Amidst acrimony, Somerset West soup kitchen to be replaced by transport hub

Ricardo Vermeulen, who has recovered from drug addiction, works at the soup kitchen. Photo by Katy Scott.

Katy Scott

24 November 2014

The Helderberg Street People’s Centre (HSPC), a soup kitchen for the poor in Somerset West, has been given notice by the City to quit its premises by 31 January 2015.

HSPC has been renting the municipal building on Victoria Street month by month, for nearly two years, says the charity’s chairman, Ian Greer.

The centre was opened approximately 14 years ago and is supported and funded by eight churches in Somerset West and Greer’s personal friends in the United Kingdom.

According to Greer, the HSPC feeds about 250 people from the centre each day and distributes food to 750 more in the surrounding communities of Sir Lowry’s Pass, Nomzamo, Lwandle, Zola, the Strand. The centre further distributes clothes and blankets, sponsors education, drug and alcohol rehabilitation, and provides emotional support.
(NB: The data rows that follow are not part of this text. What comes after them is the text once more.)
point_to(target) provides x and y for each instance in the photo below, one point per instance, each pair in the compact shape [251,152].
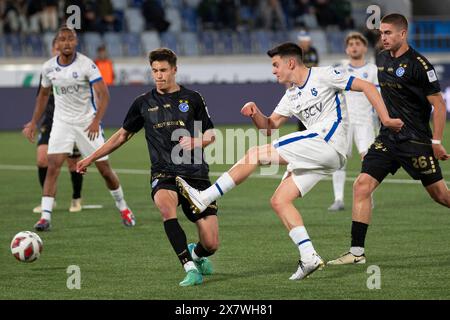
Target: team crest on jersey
[400,71]
[184,106]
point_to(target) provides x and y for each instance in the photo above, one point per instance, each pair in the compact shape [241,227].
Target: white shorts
[63,137]
[363,135]
[310,158]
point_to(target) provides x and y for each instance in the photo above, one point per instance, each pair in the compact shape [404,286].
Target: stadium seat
[319,41]
[189,19]
[2,47]
[169,40]
[335,41]
[113,43]
[132,44]
[227,43]
[173,15]
[189,44]
[91,41]
[261,41]
[134,20]
[47,39]
[34,45]
[245,42]
[150,41]
[207,41]
[14,44]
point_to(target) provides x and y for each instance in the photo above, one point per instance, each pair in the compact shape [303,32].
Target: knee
[276,202]
[361,188]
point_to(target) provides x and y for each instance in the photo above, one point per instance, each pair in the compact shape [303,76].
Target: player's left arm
[377,102]
[208,136]
[102,99]
[439,120]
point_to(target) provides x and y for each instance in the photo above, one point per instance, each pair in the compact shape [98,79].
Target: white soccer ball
[26,246]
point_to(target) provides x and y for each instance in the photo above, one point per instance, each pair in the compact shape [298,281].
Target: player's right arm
[377,102]
[29,128]
[261,121]
[116,141]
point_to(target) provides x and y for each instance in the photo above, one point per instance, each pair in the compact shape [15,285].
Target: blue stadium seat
[2,47]
[169,40]
[14,44]
[207,41]
[150,41]
[35,46]
[91,41]
[132,44]
[227,43]
[245,42]
[335,41]
[134,20]
[113,43]
[189,44]
[261,41]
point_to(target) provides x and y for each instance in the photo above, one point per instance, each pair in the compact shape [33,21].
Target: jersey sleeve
[337,78]
[202,114]
[134,121]
[45,81]
[426,76]
[93,73]
[284,107]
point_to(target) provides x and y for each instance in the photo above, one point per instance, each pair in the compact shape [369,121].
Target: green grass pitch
[408,240]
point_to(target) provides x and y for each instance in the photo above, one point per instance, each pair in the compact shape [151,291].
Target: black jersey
[161,115]
[405,83]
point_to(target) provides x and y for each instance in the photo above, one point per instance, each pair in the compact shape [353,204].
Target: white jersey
[72,88]
[359,108]
[320,105]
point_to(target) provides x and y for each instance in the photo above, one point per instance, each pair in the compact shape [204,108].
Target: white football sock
[224,184]
[338,185]
[188,266]
[118,198]
[47,207]
[301,238]
[357,251]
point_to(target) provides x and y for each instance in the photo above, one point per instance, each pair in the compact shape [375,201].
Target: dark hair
[65,27]
[287,49]
[355,36]
[396,19]
[163,54]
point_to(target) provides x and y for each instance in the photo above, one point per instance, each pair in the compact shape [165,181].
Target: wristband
[435,141]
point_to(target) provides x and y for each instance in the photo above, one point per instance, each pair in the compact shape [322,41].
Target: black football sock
[177,239]
[202,252]
[42,172]
[359,231]
[77,183]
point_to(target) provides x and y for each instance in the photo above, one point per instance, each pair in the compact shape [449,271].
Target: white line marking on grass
[213,174]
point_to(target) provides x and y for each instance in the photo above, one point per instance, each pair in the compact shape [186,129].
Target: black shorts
[416,158]
[169,183]
[44,136]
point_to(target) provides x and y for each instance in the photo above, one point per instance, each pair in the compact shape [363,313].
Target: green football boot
[193,277]
[203,265]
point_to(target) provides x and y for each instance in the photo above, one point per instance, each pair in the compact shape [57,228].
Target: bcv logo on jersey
[184,106]
[312,111]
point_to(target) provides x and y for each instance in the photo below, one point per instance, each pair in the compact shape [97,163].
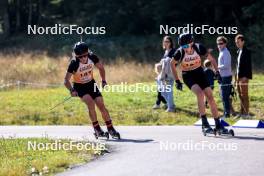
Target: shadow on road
[249,138]
[132,140]
[258,138]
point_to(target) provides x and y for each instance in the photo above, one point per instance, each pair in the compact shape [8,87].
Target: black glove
[218,77]
[104,83]
[178,84]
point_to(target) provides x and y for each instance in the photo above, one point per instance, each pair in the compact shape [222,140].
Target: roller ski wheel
[231,132]
[224,132]
[114,134]
[207,130]
[101,134]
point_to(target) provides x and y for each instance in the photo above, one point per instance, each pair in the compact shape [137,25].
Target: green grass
[17,160]
[30,106]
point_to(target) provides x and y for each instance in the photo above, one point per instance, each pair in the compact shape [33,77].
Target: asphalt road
[162,150]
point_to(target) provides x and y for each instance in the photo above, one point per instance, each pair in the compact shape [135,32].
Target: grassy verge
[30,106]
[16,159]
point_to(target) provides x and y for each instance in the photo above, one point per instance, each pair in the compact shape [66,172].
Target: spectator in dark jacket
[243,74]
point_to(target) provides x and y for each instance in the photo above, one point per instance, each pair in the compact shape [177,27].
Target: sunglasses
[186,46]
[82,56]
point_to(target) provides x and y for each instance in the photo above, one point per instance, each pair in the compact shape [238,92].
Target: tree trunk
[17,16]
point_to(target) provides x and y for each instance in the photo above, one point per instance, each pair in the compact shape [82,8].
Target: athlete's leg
[200,98]
[209,96]
[201,106]
[100,104]
[87,99]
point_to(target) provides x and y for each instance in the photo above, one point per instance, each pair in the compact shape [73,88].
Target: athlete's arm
[210,57]
[101,69]
[173,63]
[67,84]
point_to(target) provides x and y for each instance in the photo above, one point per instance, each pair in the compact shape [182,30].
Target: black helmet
[185,39]
[80,48]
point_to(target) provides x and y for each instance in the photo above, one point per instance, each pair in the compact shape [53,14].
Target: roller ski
[221,130]
[206,128]
[100,133]
[113,133]
[224,132]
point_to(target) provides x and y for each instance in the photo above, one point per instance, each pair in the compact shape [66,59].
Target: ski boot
[206,128]
[114,134]
[221,130]
[98,132]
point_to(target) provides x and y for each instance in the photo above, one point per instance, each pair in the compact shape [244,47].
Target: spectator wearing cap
[243,74]
[224,66]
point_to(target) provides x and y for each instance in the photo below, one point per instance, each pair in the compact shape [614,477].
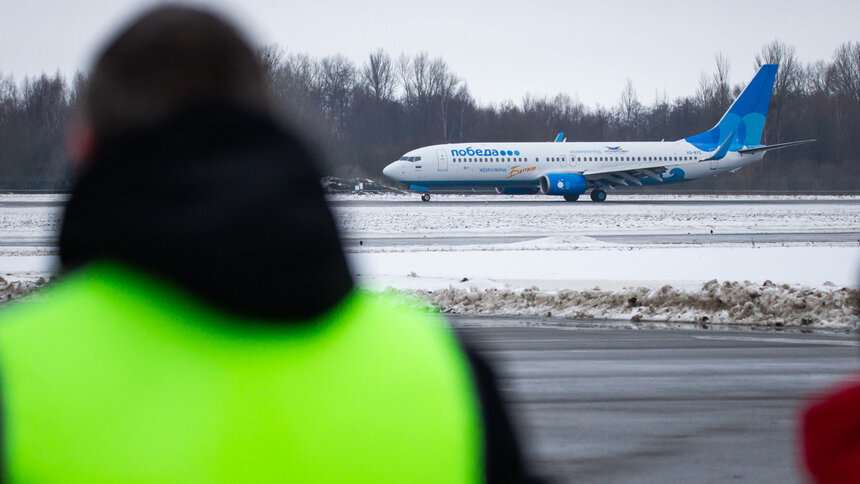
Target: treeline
[361,117]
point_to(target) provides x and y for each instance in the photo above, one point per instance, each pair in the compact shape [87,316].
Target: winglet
[722,150]
[756,149]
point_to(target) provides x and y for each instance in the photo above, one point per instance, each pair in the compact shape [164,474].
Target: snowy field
[561,268]
[566,271]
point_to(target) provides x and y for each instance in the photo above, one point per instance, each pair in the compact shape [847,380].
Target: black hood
[219,200]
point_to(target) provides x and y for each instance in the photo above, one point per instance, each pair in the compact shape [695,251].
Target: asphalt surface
[604,405]
[609,200]
[650,239]
[634,239]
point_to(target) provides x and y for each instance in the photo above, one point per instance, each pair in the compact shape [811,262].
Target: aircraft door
[443,160]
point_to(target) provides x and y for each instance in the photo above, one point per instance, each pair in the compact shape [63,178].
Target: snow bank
[768,304]
[14,289]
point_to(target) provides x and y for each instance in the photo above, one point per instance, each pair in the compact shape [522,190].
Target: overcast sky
[502,49]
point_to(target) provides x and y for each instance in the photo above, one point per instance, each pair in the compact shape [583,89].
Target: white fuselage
[468,165]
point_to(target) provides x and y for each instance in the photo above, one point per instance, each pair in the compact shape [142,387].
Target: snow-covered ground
[566,271]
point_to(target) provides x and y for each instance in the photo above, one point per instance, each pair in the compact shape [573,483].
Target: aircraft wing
[777,146]
[627,175]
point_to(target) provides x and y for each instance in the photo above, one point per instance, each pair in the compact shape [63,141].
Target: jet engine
[517,190]
[563,184]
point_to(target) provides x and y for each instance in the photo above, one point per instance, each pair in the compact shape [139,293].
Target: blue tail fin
[745,119]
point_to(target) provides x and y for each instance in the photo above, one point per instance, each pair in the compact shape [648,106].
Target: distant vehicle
[573,169]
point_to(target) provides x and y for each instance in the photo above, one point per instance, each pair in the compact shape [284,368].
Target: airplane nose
[389,171]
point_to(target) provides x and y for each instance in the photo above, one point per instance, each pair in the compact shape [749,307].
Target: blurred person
[830,435]
[206,327]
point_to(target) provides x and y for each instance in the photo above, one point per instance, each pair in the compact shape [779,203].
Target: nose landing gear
[598,196]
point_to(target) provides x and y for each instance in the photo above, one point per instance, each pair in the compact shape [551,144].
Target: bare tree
[378,77]
[722,89]
[336,82]
[846,67]
[443,85]
[629,106]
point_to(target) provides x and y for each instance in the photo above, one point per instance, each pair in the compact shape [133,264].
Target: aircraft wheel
[598,196]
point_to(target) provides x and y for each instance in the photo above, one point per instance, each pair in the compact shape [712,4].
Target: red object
[831,436]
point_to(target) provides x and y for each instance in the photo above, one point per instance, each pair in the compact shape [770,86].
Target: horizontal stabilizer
[777,146]
[720,153]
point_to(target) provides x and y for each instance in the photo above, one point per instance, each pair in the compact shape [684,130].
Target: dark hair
[169,58]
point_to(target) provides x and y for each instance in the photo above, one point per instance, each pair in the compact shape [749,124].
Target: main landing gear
[598,196]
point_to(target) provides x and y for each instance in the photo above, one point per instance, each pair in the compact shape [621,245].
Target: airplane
[573,169]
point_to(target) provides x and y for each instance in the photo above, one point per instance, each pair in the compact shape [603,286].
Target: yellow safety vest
[117,376]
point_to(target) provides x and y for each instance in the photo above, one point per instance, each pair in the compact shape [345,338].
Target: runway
[659,406]
[634,239]
[481,199]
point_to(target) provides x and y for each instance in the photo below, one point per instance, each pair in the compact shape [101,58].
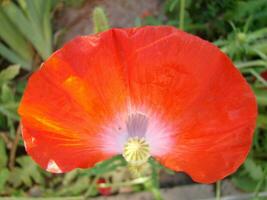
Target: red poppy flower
[140,92]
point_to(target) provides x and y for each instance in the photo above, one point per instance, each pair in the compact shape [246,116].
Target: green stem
[126,183]
[251,64]
[89,191]
[258,77]
[259,185]
[182,13]
[218,190]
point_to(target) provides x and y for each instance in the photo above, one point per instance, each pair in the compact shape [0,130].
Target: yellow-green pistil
[136,151]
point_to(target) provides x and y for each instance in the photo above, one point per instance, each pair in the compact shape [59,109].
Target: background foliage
[238,27]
Greer has attempted to secure alternative premises. The City does not have an alternative building, he says. Greer alleges that the City has “gone out of its way to make sure that it is unhelpful”.

But ward councillor Stuart Pringle denies this. “It’s unfortunately not a true reflection of the situation. Since 2010 I have arranged a series of meetings between myself and Mr Greer and various stakeholders in the city to find an alternative to this premises because we were getting a lot of complaints… I was personally involved in assisting with four meetings with the owners of properties which might have been alternatives to the current location. None of them were acceptable to the HSPC.”
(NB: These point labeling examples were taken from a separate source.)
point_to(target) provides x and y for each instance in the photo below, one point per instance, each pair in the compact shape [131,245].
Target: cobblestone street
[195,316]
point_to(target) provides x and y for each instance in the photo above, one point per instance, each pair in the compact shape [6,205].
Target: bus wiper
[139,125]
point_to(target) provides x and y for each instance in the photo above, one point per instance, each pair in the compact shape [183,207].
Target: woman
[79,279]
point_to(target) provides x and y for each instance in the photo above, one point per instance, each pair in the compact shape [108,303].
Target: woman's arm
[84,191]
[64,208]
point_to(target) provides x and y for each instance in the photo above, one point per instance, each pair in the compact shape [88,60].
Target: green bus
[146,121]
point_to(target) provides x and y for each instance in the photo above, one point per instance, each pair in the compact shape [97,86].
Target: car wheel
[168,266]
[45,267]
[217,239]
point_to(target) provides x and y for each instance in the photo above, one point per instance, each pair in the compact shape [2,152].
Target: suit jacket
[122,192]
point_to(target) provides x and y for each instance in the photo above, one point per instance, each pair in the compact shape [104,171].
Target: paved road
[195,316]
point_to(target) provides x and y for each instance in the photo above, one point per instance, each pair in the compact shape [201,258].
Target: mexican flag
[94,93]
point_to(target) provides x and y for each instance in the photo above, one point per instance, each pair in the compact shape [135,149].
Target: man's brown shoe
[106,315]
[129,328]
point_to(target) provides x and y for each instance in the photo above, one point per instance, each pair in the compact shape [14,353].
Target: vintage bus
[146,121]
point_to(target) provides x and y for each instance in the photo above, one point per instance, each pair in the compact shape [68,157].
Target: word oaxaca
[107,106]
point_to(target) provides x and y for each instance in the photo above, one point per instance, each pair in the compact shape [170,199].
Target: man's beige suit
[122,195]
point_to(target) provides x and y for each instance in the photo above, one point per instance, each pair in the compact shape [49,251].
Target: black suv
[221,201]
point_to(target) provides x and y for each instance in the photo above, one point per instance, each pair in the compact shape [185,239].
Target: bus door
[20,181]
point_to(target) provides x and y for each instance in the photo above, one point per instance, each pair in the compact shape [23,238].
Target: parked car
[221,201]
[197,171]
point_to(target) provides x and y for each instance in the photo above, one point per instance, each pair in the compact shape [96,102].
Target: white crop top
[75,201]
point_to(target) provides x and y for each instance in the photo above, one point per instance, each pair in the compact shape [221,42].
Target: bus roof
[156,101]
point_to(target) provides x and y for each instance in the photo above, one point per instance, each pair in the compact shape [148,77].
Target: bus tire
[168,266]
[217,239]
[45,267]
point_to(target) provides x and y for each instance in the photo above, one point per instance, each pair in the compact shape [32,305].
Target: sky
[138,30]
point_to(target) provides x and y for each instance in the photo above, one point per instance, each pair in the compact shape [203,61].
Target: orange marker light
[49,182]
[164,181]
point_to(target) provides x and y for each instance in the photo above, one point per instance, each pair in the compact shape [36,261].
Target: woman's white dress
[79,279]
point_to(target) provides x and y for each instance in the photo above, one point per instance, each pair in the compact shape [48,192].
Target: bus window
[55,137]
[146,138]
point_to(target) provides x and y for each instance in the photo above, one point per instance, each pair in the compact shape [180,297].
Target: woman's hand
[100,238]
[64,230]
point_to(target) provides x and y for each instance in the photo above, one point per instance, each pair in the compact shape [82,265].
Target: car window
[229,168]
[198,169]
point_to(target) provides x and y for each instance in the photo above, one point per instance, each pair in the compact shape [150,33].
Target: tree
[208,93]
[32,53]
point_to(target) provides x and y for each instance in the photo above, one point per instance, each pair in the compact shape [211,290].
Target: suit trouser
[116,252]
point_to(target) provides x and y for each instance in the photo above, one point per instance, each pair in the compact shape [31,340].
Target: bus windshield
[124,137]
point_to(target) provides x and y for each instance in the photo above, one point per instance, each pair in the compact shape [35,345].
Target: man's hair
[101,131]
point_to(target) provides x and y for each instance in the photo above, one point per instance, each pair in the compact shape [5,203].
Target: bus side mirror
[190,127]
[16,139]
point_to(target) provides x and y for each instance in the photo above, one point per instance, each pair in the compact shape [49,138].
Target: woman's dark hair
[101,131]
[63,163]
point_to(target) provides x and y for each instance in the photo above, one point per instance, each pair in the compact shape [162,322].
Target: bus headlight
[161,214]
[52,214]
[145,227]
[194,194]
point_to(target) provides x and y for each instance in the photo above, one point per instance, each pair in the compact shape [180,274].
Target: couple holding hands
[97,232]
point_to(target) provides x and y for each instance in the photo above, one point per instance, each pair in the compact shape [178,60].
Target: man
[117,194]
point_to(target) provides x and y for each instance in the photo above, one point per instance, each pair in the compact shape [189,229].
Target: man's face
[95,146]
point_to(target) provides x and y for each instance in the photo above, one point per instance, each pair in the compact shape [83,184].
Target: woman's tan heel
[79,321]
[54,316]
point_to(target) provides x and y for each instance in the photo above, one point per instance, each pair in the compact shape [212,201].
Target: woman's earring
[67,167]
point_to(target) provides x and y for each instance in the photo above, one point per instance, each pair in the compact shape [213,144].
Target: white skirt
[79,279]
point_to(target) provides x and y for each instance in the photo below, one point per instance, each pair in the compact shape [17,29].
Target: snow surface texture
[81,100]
He says further, “When the lease finally terminated and the matter was up for whether or not to renew I was the one that liased with the City to keep the lease on a monthly basis. I even endeavored to communicate the urgency to the HSPC. I also liased with the City to provide some sort of structured system for people who acquired food via the night shelter.”

Pringle also says that after consulting with the Local Network of Care it was agreed that whatever system was put in place “must be sustainable” and “more than giving a cup of soup.” He says it must be based on the to move people away “from a culture of dependency.”

Greer however says that appeals to landlords of vacant buildings in Somerset West have been met with negative responses. “No one wants two or three hundred poor people milling about next door to their business,” he says.

Greer is now trying to appeal to churches, NGOs and individuals in Somerset West to help find facilities where the HSPC can store and prepare food for distribution, which they can then put in a mobile unit.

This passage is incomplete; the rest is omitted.